Paul preached the gospel with deep conviction; and the Thessalonians believed it with deep conviction.

The Thessalonians know what kind of men Paul, Silas, and Timothy are. They have seen that they are men filled with the Spirit (see 1 Thessalonians 2:10).

6 The new believers in Thessalonica at first became imitators of Paul, Silas, and Timothy. Then, from these three men, the Thessalonians learned to imitate Christ Himself. They could see how Paul, Silas, and Timothy themselves imitated Christ (1 Corinthians 4:16; 11:1).

What kind of example do we ourselves give to new believers? Can any of us say to another person, “If you imitate me, you’ll be imitating Christ”? We ought to be able to say that! Yes, the witness of our lips is very important; but the witness of our lives is even more important.

From the beginning, the new believers in Thessalonica were persecuted by the society around them. Even while Paul was there preaching, a great uproar arose against the Christians (Acts 17:5-7). Nevertheless, the Thessalonian believers received Paul’s message with the joy given by the Holy Spirit (see John 16:22; Galatians 5:22).

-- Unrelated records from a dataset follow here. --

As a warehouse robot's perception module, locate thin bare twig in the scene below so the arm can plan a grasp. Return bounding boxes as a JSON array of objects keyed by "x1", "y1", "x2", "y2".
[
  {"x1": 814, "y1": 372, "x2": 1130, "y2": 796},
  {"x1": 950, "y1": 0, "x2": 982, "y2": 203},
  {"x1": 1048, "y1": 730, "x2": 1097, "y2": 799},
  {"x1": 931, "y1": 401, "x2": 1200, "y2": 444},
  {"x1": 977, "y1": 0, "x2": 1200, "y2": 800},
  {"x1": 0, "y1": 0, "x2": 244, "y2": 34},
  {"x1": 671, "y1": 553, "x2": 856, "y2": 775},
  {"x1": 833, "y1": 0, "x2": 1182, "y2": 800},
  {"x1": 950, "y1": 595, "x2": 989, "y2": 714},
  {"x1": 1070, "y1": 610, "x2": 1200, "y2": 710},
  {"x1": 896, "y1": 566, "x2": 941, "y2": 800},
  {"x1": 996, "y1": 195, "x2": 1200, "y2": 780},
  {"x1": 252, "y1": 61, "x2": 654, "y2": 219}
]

We Christians do not like to face trouble or persecution. In every country of the world, Christians seek for religious freedom, so that they can practice their religion without being persecuted. But according to the teaching of the New Testament, to endure persecution for the sake of Christ is a joyful privilege (Acts 5:41; 1 Peter 4:13). The church that endures persecution with joy is a strong church, and its witness is powerful. Let us not seek the easy road (see Matthew 7:13-14). Through the suffering we endure for Christ’s sake, God will be glorified and our church will be made strong.

7 Because these Thessalonian Christians had endured persecution with such joy and were imitating Christ so faithfully, they had become a model, an example, for all the other believers living in Macedonia, the northern province of Greece. Let these Thessalonian Christians be a model for us too! Then, in turn, we too will become a model for others.

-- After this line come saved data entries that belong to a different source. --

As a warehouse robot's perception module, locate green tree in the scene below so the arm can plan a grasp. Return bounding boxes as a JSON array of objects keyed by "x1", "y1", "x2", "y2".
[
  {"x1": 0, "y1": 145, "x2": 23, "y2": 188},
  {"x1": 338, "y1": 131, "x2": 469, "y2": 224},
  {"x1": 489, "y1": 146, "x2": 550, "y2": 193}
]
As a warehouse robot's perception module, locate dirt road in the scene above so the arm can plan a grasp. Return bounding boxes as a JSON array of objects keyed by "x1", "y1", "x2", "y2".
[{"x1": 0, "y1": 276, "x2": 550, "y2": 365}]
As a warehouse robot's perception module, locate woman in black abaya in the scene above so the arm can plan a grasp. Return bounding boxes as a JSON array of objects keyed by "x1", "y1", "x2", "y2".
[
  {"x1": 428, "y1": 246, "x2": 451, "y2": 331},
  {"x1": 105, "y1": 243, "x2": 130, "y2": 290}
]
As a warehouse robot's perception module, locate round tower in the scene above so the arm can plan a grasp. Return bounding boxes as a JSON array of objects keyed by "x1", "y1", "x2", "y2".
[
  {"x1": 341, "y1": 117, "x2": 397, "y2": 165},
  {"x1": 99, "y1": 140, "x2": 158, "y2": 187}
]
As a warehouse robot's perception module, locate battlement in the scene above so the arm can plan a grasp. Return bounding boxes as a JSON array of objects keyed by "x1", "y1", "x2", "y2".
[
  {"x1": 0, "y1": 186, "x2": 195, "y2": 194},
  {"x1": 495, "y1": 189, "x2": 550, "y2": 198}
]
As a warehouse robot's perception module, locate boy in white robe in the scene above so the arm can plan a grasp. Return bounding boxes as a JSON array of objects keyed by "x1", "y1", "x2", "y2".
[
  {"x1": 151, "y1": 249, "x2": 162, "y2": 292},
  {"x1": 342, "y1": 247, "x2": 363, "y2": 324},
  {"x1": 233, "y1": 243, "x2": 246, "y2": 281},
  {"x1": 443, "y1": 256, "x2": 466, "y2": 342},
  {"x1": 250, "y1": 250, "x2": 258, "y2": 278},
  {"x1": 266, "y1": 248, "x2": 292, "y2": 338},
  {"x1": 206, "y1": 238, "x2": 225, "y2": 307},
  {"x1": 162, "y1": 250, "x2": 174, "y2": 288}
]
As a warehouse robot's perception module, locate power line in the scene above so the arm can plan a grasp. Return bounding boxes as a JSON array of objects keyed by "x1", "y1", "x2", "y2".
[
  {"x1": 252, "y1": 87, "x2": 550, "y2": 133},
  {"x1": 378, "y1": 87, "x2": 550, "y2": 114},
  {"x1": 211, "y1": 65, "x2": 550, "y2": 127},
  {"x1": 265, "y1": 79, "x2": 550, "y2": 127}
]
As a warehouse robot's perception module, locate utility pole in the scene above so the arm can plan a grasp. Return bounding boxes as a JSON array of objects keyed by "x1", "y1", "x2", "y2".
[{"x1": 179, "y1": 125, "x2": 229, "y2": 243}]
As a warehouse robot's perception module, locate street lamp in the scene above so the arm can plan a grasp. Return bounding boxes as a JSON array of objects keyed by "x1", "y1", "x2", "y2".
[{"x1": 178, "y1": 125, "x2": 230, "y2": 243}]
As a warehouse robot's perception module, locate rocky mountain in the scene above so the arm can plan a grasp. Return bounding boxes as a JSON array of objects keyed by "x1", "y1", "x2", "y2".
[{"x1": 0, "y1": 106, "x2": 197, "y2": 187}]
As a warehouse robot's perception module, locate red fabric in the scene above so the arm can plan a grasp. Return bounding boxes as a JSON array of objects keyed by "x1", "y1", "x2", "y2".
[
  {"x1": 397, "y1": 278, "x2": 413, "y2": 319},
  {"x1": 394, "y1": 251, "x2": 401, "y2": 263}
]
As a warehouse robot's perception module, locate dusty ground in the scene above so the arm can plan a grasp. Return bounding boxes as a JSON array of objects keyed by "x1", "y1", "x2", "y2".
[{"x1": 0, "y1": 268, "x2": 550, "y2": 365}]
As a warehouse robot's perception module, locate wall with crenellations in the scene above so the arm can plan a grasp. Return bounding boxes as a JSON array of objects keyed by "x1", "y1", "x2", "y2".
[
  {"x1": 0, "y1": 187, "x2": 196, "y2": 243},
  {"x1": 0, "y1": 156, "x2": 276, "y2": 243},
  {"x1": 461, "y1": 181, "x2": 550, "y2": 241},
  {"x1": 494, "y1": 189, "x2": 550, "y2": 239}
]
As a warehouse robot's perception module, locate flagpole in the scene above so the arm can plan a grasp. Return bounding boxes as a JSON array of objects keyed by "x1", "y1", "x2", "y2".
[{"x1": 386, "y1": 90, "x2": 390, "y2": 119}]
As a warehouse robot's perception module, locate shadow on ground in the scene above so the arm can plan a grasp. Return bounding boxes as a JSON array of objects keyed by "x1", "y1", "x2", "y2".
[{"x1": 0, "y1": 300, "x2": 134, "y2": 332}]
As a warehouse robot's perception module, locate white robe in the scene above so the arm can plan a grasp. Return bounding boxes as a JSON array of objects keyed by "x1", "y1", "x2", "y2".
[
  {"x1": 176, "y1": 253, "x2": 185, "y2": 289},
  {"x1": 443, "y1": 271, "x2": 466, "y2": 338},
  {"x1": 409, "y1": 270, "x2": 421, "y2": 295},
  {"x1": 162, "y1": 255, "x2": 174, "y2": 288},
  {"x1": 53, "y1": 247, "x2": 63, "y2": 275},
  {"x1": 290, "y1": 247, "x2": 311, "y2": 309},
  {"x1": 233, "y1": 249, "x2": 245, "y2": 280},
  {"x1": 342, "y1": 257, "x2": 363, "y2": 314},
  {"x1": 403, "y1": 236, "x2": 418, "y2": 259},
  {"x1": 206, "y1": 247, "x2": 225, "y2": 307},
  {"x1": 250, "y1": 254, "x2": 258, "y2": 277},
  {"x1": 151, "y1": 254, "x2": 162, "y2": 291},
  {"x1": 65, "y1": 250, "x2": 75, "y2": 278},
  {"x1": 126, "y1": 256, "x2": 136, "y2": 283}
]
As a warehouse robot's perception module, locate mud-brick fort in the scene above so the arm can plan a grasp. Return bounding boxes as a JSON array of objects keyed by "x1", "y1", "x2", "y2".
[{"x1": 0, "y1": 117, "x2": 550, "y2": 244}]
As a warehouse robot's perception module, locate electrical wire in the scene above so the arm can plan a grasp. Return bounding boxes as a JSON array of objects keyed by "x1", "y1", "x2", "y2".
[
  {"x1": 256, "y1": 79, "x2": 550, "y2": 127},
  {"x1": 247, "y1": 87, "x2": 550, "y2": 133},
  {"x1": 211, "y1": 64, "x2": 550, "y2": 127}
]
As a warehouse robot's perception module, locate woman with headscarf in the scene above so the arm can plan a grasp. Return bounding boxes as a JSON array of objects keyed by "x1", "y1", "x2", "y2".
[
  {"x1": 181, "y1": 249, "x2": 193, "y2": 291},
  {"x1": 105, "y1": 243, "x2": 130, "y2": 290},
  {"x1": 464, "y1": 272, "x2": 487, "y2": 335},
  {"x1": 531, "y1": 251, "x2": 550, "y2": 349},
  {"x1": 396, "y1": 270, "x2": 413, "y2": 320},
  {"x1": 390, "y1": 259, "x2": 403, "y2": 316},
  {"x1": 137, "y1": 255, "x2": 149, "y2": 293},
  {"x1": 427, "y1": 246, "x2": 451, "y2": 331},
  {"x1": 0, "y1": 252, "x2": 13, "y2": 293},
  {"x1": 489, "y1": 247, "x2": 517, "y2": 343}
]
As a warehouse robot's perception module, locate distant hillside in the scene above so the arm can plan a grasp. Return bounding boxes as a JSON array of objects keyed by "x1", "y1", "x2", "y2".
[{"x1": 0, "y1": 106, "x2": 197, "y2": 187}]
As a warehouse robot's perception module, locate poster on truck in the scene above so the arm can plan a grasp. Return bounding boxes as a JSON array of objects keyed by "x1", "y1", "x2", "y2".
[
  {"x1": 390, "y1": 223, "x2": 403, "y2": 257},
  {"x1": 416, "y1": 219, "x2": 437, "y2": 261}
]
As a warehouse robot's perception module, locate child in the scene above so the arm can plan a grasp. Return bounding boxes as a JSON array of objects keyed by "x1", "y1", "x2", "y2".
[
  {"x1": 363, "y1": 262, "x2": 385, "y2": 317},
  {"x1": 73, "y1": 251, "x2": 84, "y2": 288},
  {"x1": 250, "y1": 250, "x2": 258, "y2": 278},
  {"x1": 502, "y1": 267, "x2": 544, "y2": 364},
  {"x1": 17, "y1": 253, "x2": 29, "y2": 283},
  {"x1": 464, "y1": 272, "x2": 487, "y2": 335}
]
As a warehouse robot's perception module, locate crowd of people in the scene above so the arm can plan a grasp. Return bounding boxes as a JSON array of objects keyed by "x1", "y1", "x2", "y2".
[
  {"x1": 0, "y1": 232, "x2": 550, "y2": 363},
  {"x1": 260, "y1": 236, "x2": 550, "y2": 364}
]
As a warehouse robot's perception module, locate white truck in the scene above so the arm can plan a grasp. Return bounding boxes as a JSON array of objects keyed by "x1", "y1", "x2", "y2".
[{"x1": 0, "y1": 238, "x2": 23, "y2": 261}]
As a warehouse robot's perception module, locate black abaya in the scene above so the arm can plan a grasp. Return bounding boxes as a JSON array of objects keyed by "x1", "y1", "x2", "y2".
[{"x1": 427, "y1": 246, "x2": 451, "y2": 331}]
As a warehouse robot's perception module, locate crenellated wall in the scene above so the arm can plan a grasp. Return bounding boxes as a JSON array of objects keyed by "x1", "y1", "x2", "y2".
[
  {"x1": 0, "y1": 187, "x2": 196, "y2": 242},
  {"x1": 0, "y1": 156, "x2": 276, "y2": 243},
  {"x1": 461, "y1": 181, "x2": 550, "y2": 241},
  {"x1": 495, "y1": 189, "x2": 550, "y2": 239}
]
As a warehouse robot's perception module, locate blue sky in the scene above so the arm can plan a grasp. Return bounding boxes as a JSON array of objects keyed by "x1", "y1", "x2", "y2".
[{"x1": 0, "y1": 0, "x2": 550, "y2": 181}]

8 Paul says that the Lord’s message rang out from the Thessalonian church. Now, as a result, their faith in God has become known everywhere—not just in Macedonia and Achaia,2 but in other countries as well. Remember, this church was less than a year old at the time Paul wrote this letter. It was a tiny, persecuted church. Nevertheless, their faith had become known everywhere!

How do our churches today compare with that little Thessalonian church? Our churches are bigger, richer, and older; but does the Gospel “ring out” from our churches as it did from that Thessalonian church? O brothers and sisters, if not, then let it begin to do so without delay!

9 Wherever Paul goes, he hears other people talk about the faith of the Thessalonians, especially how they turned to God from idols to serve the living and true God.

What a powerful witness the Thessalonians had! What do people say about us?

10 The Thessalonians had turned from idols to serve the living and true God (verse 9) and to wait for his Son (Christ) from heaven. Their eyes were raised toward heaven. Their hope was not in this life. Their hope was in Jesus, whom God raised from the dead, and who would return to rescue them from the coming wrath—from God’s judgment. No wonder the Gospel rang out from them!